# Follow spot refurbish



## josiah (Feb 8, 2011)

I have a old follow spot that was replaced this summer. The iris and lenses are still good, but I would like to replace the lamp, lamp socket, and reflector with something a little more "up to date." I don't have much of a budget for this, it's kind of a personal project because the theatre doesn't really want the spot anymore. Any advise or recommendations would be appreciated.


----------



## mstaylor (Feb 8, 2011)

What do you have now? It's hard to suggest upgrades to an unknown.


----------



## josiah (Feb 10, 2011)

mstaylor said:


> What do you have now? It's hard to suggest upgrades to an unknown.


 
The spot is unmarked and looks like some sort of Edison prototype 
The currant lamp is 1000 W and about the size of a bowling pin. (well not quite, but close) 
The reflector is just a bent square piece of stainless steel.

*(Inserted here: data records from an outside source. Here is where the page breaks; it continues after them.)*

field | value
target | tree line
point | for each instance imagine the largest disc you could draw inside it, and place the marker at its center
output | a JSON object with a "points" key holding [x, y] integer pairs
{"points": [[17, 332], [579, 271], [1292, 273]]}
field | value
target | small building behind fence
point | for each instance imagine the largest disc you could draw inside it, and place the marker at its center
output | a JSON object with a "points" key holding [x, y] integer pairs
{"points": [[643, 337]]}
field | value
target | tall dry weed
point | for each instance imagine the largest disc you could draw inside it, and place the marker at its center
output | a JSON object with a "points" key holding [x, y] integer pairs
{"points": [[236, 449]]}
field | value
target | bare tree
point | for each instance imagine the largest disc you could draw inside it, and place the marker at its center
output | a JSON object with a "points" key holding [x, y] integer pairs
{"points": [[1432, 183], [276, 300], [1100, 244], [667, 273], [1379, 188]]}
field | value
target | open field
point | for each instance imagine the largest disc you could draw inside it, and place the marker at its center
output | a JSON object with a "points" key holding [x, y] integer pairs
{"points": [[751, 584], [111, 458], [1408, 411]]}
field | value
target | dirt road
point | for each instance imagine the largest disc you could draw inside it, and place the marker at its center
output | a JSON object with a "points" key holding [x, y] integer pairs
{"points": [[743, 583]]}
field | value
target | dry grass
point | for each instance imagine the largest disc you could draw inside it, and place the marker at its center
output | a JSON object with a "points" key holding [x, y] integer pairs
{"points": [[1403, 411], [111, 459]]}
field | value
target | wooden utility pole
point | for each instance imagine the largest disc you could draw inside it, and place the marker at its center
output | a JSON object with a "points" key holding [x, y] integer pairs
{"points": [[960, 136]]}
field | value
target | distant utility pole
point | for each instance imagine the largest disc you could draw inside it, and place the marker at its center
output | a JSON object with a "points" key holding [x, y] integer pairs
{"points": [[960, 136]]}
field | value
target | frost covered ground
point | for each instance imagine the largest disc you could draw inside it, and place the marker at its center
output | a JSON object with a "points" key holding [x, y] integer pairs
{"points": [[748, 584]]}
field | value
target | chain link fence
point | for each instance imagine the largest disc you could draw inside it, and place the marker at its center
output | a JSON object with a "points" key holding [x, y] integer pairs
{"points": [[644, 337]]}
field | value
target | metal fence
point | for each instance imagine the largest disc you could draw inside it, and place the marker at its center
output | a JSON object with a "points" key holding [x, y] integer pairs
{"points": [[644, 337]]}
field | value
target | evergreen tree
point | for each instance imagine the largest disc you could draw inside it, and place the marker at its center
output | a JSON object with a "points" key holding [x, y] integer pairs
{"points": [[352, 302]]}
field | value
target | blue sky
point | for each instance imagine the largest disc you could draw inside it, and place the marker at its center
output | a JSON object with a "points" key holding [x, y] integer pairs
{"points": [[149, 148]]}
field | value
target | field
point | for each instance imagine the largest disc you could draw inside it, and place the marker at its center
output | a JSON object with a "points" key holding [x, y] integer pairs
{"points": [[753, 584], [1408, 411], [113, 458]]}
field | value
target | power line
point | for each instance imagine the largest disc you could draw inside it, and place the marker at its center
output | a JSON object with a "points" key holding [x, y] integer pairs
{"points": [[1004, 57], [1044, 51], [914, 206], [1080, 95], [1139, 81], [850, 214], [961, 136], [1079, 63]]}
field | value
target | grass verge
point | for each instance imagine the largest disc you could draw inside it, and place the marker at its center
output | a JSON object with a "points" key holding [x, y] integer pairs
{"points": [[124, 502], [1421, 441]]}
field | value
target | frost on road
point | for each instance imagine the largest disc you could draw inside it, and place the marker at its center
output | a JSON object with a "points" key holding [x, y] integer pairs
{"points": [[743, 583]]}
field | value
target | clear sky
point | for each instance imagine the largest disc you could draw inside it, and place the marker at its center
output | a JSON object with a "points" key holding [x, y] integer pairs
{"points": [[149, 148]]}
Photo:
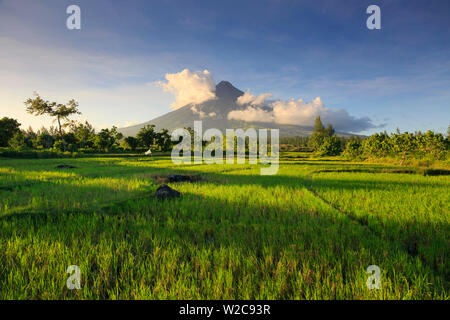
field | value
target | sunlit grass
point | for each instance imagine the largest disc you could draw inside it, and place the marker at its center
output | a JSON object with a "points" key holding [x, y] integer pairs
{"points": [[301, 234]]}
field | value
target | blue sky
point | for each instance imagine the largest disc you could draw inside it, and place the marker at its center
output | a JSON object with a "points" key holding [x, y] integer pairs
{"points": [[398, 76]]}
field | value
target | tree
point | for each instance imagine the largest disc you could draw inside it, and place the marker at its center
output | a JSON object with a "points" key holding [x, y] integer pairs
{"points": [[146, 136], [331, 146], [353, 148], [44, 139], [106, 139], [8, 127], [163, 140], [84, 133], [131, 143], [329, 132], [319, 134], [60, 112], [18, 141]]}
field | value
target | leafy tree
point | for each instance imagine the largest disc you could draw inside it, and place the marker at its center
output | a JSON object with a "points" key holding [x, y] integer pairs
{"points": [[131, 143], [8, 127], [106, 139], [44, 139], [163, 140], [353, 148], [319, 137], [84, 134], [331, 146], [329, 131], [18, 141], [146, 136], [60, 112]]}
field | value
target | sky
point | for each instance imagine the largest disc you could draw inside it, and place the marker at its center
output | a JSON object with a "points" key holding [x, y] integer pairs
{"points": [[119, 65]]}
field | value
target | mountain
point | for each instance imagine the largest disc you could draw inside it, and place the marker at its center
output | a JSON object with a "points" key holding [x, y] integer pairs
{"points": [[213, 114]]}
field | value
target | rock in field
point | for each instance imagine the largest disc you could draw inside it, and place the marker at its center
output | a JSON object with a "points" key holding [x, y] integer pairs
{"points": [[179, 178], [166, 192], [65, 166]]}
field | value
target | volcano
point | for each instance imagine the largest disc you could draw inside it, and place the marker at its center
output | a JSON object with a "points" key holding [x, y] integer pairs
{"points": [[213, 113]]}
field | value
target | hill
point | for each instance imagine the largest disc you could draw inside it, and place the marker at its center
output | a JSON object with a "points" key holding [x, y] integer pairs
{"points": [[214, 114]]}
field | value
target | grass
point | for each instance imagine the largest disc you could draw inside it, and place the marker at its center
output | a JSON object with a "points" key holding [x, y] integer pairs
{"points": [[309, 232]]}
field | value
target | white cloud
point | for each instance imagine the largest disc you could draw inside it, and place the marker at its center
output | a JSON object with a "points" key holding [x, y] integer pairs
{"points": [[248, 98], [202, 114], [190, 87], [301, 113]]}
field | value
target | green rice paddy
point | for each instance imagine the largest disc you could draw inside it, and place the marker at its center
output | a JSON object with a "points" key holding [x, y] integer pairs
{"points": [[309, 232]]}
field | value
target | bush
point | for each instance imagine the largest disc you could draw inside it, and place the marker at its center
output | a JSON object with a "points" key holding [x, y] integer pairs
{"points": [[331, 146]]}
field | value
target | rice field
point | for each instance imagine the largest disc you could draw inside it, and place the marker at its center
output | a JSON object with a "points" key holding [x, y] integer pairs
{"points": [[309, 232]]}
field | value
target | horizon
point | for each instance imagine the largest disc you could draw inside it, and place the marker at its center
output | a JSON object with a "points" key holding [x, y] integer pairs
{"points": [[125, 65]]}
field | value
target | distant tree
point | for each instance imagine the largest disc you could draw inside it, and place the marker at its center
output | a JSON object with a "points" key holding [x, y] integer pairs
{"points": [[84, 133], [60, 112], [331, 146], [163, 140], [30, 137], [319, 133], [18, 141], [131, 143], [44, 139], [8, 127], [106, 139], [146, 136], [353, 148]]}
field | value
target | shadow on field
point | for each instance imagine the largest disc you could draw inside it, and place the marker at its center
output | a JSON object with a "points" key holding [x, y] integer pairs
{"points": [[258, 238]]}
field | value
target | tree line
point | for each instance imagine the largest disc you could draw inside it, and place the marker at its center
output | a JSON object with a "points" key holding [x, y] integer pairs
{"points": [[323, 141], [73, 136]]}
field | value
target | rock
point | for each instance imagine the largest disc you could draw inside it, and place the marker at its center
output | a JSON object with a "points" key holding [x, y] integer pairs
{"points": [[65, 166], [166, 192], [179, 178]]}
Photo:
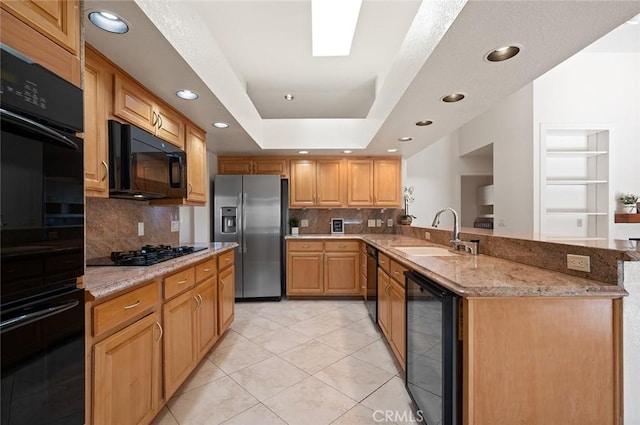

I would like to get the lamp, reflector, and socket replacement parts for a common follow spot and just rig it up in this one. I'm pretty decent at the fabrication side of this. I just don't know what the best option for my money is. 
I would like to get the output near the same as a Source Four Sr. because that's what my other spot is.

Thanks guys.


----------



## derekleffew (Feb 10, 2011)

josiah said:


> The spot is unmarked and looks like some sort of Edison prototype  ...


In that case, definitely post pictures! I bet we'll be able to tell you the make, model, and approximate year.

Depending on what the unit is, I'd probably suggest buying a used Altman 360Q ERS from eBay or elsewhere ($20-$70), and using the reflector, socket, and lamp from that for your fabrication. If you look at the exploded drawing of an Altman 1000Q.pdf, you'll see essentially the same parts.

Chances are you will never get the Frankensteined unit to match a Source Four, but you might get close.


----------



## josiah (Feb 13, 2011)

Here's some photos. I have more if you want anything specific.


----------



## avkid (Feb 13, 2011)

Wow!
That belongs in a museum somewhere.


----------



## derekleffew (Feb 13, 2011)

More pictures of the top with the door open, showing the entire optical train. Is the lamp base and socket a mogul bipost or mogul prefocus? If you do try to fit a 360Q reflector and lamp in there, remove the conza lens (the step lens closest to the lamp--the ellipsoidal reflector doesn't need it.) See this thread: http://www.controlbooth.com/forums/...stions-improving-output-old-follow-spots.html.

No visual clues as to the manufacturer. Probably late 1940s/early 1950s. If it were Kliegl or Century, their name would be embossed in it somewhere. Other manufacturers used paper labels, that would fall off or disintegrate with time and heat. Possibly Major, Hub, Capitol, or some other long-forgotten manufacturer of stage lighting.


----------